ドンジェン氏:アダプティブ・マネージメントは、HPが提唱する企業コンピューティング・モデルである「アダプティブ・エンタープライズ」を実現するための運用管理アーキテクチャである。
情報システムの運用管理においては、3つのフェーズが考えられる。それは、「リソース管理」「サービス管理」「ビジネス・レイヤ管理」である。最初のリソース管理のフェーズで一番重視されるのは信頼性・安定性で、ノード管理などの基本的なITインフラストラクチャ管理が行われる。次のサービス管理フェーズでは、ITサービスを提供するうえで必要な管理の仕組みが必要となる。そして、ビジネス・レイヤ管理フェーズでは、ビジネス・プロセスの管理が行われることになり、アジリティ(敏捷さ)が要求される。アダプティブ・マネージメントでは、顧客企業がシステムやビジネスの拡大に応じて、各フェーズをビルディング・ブロック形式で実現していくことを可能にする。
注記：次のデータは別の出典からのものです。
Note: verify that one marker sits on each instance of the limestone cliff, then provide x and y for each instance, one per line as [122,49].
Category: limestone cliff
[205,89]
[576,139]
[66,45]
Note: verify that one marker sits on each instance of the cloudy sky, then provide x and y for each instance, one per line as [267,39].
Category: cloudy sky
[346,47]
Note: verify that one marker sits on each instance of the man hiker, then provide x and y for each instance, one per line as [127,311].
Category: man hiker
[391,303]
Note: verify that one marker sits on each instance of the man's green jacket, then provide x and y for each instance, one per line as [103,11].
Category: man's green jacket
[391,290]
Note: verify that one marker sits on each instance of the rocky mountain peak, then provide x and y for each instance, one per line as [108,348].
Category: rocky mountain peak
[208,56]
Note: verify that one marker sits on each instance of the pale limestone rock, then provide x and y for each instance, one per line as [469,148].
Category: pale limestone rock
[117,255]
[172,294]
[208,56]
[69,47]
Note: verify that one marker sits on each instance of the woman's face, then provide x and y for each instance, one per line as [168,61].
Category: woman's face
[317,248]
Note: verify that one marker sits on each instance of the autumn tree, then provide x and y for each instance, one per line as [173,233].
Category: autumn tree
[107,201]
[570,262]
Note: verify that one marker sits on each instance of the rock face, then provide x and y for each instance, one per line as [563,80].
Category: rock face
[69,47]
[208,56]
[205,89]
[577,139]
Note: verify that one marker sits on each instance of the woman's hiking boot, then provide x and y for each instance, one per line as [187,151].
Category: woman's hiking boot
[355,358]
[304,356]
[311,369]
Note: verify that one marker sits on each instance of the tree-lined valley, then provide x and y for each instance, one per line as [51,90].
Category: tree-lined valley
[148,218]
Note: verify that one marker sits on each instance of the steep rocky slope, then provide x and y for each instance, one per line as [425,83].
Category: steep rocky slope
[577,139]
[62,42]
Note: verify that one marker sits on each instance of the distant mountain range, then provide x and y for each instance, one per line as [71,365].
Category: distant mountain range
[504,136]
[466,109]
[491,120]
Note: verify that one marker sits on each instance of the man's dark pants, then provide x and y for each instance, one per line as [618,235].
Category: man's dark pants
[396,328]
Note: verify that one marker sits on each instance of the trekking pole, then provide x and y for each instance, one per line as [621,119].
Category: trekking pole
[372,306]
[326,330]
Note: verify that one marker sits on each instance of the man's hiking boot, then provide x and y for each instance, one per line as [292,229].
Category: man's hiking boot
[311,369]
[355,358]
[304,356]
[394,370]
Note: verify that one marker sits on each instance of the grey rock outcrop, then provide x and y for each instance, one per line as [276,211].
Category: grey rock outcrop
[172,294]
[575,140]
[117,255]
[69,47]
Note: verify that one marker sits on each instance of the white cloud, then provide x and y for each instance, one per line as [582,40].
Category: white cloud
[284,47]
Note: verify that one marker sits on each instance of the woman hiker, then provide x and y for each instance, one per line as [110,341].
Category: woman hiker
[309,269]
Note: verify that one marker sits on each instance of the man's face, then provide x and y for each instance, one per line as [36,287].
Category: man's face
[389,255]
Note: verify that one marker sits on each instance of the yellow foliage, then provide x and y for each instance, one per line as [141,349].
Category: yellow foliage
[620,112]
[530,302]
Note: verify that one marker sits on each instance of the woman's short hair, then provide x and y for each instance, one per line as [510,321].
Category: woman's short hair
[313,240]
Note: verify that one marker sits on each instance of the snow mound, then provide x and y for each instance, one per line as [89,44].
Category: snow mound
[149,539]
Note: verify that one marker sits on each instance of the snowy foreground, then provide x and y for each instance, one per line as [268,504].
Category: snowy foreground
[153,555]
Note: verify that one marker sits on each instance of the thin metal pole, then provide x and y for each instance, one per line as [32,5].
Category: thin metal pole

──Webサービスの管理に対する取り組みについて聞かせてほしい。
ヒレマス氏:Webサービス管理フレームワーク(WSFM)を用意したうえで、Webサービス自体を管理する手法と、Webサービス技術を利用して管理する手法の両方を提供しようとしている。なお、WSFMは、われわれが今年9月に買収したWebサービス関連技術のベンダー、米国トーキング・ブロックスの技術がベースとなっている。
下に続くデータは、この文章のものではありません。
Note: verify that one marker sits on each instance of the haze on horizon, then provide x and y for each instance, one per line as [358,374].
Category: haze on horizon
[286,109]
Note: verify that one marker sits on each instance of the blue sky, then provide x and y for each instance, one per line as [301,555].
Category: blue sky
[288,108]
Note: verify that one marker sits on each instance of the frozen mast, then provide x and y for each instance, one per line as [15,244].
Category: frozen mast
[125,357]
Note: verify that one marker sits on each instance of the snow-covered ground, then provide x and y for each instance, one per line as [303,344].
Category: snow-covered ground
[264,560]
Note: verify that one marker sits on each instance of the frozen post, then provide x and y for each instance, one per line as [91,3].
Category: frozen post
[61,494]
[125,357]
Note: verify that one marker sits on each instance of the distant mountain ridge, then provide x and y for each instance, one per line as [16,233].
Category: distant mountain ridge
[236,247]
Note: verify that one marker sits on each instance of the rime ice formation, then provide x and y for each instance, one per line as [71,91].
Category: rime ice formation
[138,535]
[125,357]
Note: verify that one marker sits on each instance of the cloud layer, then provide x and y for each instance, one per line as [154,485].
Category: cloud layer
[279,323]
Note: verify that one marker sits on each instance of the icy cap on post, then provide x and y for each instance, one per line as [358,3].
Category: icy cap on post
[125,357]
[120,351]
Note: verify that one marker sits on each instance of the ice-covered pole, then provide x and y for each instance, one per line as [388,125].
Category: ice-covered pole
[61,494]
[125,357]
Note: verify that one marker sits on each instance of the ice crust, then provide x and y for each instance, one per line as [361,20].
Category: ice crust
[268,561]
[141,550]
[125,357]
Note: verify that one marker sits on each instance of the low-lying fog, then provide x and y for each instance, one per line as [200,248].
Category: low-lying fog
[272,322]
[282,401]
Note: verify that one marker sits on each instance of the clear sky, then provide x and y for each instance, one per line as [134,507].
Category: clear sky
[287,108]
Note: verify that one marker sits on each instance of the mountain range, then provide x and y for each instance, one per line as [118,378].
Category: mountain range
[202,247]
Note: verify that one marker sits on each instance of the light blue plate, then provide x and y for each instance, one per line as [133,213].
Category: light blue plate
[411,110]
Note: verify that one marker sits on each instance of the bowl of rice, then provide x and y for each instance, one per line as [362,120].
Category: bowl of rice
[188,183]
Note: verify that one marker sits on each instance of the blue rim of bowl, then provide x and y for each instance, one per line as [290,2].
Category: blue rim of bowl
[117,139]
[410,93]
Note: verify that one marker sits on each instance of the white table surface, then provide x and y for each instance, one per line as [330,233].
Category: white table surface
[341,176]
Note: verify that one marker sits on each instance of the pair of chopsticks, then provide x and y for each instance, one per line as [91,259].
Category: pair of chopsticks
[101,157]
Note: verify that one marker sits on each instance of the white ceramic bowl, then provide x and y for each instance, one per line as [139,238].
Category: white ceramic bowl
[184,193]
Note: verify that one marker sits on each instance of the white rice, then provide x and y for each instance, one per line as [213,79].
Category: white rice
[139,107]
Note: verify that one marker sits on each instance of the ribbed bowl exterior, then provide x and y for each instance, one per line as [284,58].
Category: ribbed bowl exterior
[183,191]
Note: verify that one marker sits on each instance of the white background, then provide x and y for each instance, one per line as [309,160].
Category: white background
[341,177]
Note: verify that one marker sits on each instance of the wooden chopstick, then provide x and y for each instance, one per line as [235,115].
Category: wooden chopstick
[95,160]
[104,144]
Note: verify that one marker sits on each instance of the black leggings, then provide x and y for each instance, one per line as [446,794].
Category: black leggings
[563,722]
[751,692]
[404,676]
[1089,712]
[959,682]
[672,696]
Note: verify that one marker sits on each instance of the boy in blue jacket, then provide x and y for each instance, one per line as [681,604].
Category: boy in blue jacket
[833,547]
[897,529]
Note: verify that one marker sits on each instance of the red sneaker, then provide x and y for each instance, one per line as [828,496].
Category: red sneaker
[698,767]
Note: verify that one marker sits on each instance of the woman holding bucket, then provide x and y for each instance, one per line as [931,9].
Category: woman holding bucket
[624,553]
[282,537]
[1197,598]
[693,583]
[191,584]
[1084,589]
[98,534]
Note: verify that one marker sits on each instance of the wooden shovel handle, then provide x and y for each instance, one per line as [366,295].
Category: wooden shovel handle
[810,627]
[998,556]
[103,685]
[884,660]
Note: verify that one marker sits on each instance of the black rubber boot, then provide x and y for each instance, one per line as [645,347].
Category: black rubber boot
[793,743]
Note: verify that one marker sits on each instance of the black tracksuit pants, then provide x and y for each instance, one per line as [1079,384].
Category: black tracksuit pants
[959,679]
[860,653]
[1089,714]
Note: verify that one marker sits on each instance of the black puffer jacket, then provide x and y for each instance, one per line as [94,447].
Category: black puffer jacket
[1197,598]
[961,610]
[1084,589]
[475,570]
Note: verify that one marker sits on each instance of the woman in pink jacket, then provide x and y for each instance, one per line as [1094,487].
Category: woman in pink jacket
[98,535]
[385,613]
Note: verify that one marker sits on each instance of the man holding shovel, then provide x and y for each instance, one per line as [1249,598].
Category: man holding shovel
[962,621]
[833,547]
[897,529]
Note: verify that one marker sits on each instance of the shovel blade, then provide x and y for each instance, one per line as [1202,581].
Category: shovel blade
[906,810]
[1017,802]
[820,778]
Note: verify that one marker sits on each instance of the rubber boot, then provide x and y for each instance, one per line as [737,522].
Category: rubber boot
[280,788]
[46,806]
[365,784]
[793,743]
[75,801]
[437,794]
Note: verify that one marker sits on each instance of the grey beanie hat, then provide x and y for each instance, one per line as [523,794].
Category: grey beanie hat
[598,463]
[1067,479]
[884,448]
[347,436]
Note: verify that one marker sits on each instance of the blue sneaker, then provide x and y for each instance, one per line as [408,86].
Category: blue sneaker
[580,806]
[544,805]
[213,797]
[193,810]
WSFMの下、個々のITインフラ・コンポーネントは、WSDL(Web Services Description Language)を利用することでWebサービスとして認識され、OpenViewをはじめとする運用管理ソフトからの管理が可能になる。また、われわれは、チボリ、ウェブメソッド、SAP、ピープルソフト、BEAシステムズといったアプリケーション・ベンダー各社と緊密なパートナーシップを組むことで、これらのベンダーの製品の効率的な運用管理を実現している。
──今後、システム運用管理ソフトには、どのような機能が求められるようになるのだろうか。
ドンジェン氏:今日、サービス管理のフェーズに達している企業は25%にすぎない。また、大半の企業ではビジネス・プロセスの変更は年1、2回程度だが、そう遠くない将来、週に1回、変更する必要が生じるようになろう。
アダプティブ・エンタープライズの最終目標は、急激なビジネスの変化にリアルタイムで迅速に対応可能な運用管理フレームワークを提供することである。HPは、顧客企業に対して、ITインフラからビジネス・プロセスまでを包括的に運用管理する技術・製品を提供することが可能だ。